A Ferney, le 24 avril 1769.

 

 

          Je n’ai jamais prétendu, monsieur, qu’on dût jamais s’offenser d’être comparé à Jean-Baptiste Colbert (1). J’ai écrit seulement qu’un ministre de la guerre et de la paix n’avait pas plus de rapport à un contrôleur général qu’avec un archevêque de Paris. Je vous avoue même que je ne souhaiterais point du tout que M. le duc de Choiseul eût le contrôle général : il fricasserait tout en deux ans : tout l’argent irait en gratifications, pensions, bienfaits, magnificences. Un contrôleur général doit avoir la main et le cœur un peu serrés.
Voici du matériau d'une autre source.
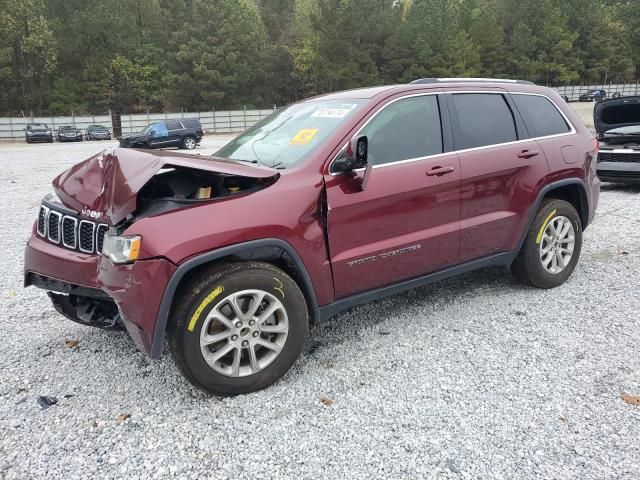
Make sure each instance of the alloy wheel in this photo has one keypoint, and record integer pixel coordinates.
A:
(244, 333)
(558, 242)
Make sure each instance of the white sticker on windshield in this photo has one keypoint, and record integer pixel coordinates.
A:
(330, 112)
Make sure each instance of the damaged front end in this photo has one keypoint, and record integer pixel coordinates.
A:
(617, 122)
(83, 305)
(98, 200)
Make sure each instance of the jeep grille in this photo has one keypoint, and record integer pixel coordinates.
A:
(71, 232)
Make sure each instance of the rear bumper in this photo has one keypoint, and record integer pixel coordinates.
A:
(136, 289)
(619, 172)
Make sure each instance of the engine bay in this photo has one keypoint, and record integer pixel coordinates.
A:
(176, 187)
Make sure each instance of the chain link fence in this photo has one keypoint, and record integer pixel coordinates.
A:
(212, 121)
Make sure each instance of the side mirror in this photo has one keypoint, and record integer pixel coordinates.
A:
(353, 156)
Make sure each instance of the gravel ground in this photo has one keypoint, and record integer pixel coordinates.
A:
(472, 377)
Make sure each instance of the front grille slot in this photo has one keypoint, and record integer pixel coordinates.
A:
(53, 226)
(70, 232)
(86, 233)
(43, 215)
(606, 156)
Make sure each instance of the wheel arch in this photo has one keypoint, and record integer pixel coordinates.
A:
(270, 250)
(571, 190)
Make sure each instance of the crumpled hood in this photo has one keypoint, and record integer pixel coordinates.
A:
(616, 113)
(107, 184)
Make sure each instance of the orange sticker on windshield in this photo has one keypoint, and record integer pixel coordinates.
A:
(304, 136)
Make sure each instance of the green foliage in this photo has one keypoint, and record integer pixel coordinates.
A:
(58, 56)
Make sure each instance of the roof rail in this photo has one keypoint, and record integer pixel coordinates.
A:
(462, 80)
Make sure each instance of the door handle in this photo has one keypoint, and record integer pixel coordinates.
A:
(437, 171)
(528, 153)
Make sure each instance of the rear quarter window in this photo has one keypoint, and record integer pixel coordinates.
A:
(484, 119)
(540, 116)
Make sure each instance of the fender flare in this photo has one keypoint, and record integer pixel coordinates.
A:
(183, 269)
(543, 192)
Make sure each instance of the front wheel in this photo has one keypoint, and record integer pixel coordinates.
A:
(552, 246)
(238, 328)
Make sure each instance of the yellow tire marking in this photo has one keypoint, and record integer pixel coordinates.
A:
(280, 287)
(544, 226)
(208, 299)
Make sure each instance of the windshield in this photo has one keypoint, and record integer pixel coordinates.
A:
(287, 136)
(629, 130)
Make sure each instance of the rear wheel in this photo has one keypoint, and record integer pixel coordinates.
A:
(238, 328)
(552, 246)
(189, 143)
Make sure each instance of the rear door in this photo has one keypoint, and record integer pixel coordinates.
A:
(501, 170)
(406, 222)
(175, 131)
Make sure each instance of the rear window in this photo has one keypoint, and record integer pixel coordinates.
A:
(173, 125)
(484, 119)
(541, 117)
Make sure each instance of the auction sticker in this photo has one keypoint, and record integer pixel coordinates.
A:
(304, 136)
(330, 112)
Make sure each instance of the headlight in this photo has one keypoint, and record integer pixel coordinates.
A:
(121, 249)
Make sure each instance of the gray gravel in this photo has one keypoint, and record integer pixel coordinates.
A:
(473, 377)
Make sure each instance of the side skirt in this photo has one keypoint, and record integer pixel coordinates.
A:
(325, 312)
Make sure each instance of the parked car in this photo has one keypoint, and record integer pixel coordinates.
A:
(327, 203)
(617, 122)
(97, 132)
(38, 132)
(67, 133)
(183, 133)
(593, 96)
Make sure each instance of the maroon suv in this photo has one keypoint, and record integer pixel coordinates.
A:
(330, 202)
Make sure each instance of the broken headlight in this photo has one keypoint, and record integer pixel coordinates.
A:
(121, 249)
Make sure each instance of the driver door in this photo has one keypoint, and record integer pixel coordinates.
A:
(406, 223)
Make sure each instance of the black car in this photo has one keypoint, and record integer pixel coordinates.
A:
(38, 132)
(593, 96)
(67, 133)
(183, 133)
(97, 132)
(617, 122)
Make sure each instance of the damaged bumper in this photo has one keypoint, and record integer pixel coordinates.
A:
(90, 290)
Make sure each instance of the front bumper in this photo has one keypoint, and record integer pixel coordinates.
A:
(40, 138)
(136, 289)
(619, 172)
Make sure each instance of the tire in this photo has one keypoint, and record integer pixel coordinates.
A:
(528, 266)
(212, 290)
(189, 143)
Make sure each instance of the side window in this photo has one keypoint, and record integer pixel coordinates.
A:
(484, 119)
(541, 117)
(407, 128)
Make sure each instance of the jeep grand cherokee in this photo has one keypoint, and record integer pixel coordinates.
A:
(327, 203)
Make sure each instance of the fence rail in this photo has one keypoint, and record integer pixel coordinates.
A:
(213, 121)
(573, 92)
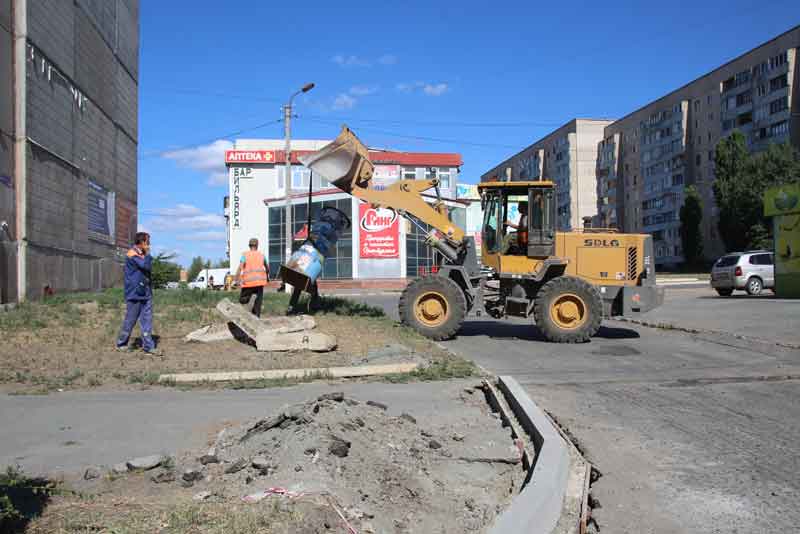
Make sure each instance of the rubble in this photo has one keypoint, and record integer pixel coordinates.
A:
(92, 472)
(145, 463)
(371, 467)
(164, 476)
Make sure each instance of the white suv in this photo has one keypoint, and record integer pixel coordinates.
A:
(751, 271)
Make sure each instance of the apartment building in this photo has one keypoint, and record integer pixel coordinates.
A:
(568, 156)
(68, 141)
(647, 158)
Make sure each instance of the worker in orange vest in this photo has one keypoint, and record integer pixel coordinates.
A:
(252, 276)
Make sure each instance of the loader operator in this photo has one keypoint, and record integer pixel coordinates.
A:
(521, 245)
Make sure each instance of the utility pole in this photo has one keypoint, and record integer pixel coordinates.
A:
(287, 178)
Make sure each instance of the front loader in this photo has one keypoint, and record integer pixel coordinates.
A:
(566, 281)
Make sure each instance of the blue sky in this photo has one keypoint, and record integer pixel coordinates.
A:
(482, 79)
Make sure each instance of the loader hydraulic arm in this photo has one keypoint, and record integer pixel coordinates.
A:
(345, 163)
(405, 197)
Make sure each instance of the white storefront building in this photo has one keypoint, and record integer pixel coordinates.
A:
(379, 245)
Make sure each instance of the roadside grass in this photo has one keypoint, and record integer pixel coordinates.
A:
(22, 499)
(66, 341)
(137, 517)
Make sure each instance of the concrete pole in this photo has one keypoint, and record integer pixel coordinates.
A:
(287, 130)
(20, 143)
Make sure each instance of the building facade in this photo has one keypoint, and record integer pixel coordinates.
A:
(379, 245)
(568, 157)
(68, 141)
(647, 158)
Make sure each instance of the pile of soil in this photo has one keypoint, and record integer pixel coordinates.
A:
(382, 473)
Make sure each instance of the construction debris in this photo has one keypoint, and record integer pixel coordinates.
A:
(378, 471)
(277, 334)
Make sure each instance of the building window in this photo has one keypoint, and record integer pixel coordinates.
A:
(338, 265)
(781, 104)
(442, 173)
(100, 211)
(744, 98)
(777, 61)
(779, 128)
(778, 83)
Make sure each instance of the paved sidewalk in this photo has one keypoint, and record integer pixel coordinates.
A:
(66, 432)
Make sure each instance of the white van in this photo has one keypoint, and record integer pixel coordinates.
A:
(210, 277)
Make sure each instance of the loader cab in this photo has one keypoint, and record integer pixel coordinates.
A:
(509, 232)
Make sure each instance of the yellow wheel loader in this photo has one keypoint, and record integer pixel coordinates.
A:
(567, 281)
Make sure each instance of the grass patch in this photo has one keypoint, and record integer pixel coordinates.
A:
(22, 499)
(148, 378)
(263, 383)
(440, 369)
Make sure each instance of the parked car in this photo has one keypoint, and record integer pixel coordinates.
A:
(210, 279)
(751, 271)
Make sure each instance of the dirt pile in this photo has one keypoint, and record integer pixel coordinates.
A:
(377, 472)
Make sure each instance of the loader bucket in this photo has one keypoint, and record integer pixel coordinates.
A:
(344, 162)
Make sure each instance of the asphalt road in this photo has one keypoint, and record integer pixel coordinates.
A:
(692, 433)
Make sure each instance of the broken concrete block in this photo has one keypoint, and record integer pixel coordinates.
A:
(163, 477)
(210, 333)
(241, 317)
(286, 325)
(260, 463)
(269, 340)
(192, 475)
(119, 468)
(92, 472)
(236, 466)
(145, 463)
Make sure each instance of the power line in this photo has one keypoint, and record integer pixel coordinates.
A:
(200, 92)
(160, 152)
(420, 137)
(443, 123)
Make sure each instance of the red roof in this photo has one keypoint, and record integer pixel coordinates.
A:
(412, 159)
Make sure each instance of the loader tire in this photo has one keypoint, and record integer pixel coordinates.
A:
(434, 306)
(568, 310)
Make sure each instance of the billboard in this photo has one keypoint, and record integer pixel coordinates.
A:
(782, 203)
(379, 232)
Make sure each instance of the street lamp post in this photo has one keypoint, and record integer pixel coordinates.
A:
(287, 178)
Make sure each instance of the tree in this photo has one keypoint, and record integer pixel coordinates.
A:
(691, 215)
(736, 200)
(164, 270)
(197, 265)
(739, 189)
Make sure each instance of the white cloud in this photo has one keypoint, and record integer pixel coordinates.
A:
(350, 61)
(344, 101)
(208, 158)
(363, 90)
(430, 89)
(179, 210)
(435, 89)
(202, 236)
(184, 217)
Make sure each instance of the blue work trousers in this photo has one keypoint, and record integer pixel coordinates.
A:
(142, 311)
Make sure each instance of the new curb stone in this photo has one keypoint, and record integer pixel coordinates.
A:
(553, 499)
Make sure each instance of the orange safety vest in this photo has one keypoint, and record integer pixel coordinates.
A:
(254, 273)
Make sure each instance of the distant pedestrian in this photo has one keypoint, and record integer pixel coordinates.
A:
(252, 275)
(138, 295)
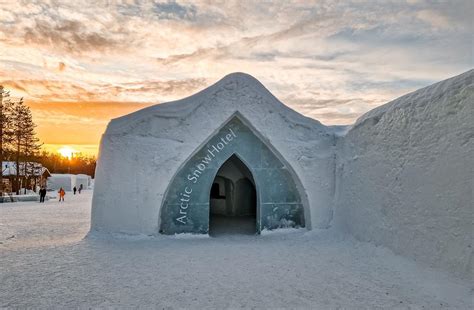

M. le duc de Choiseul a des vices tout contraires à cette vertu nécessaire. Il ne se corrigerait jamais de son humeur généreuse et bienfaisante. Quand milord Bolingbroke fut fait secrétaire d’Etat, les filles de Londres, qui faisaient alors la bonne compagnie, se disaient l’une à l’autre : « Betty, Bolingbroke est ministre ! Huit mille guinées de rente ; tout pour nous. »

 

          A propos de générosité, je prends la liberté de demander à monseigneur le prince de Condé le congé d’un soldat de sa légion. J’ai fait un peu les honneurs de ma chaumière à cette légion romaine. J’en rappellerais le souvenir à M. le comte de Maillé s’il était à Paris. J’explique toutes mes raisons à son altesse sérénissime ; mais ces raisons seront bien moins fortes qu’un mot de votre bouche, et je vous supplie d’avoir la bonté de dire ce mot à un prince qui ne se fait pas prier quand il s’agit de faire des heureux.

 

          Agréez, monsieur, les respectueux sentiments du vieux malade de Ferney.

 

 

1 – Voyez la lettre à La Touraille du 29 Mars. (G.A.)

 

 

 

 

 

à M. de Rulhière.

 

26 Avril 1769.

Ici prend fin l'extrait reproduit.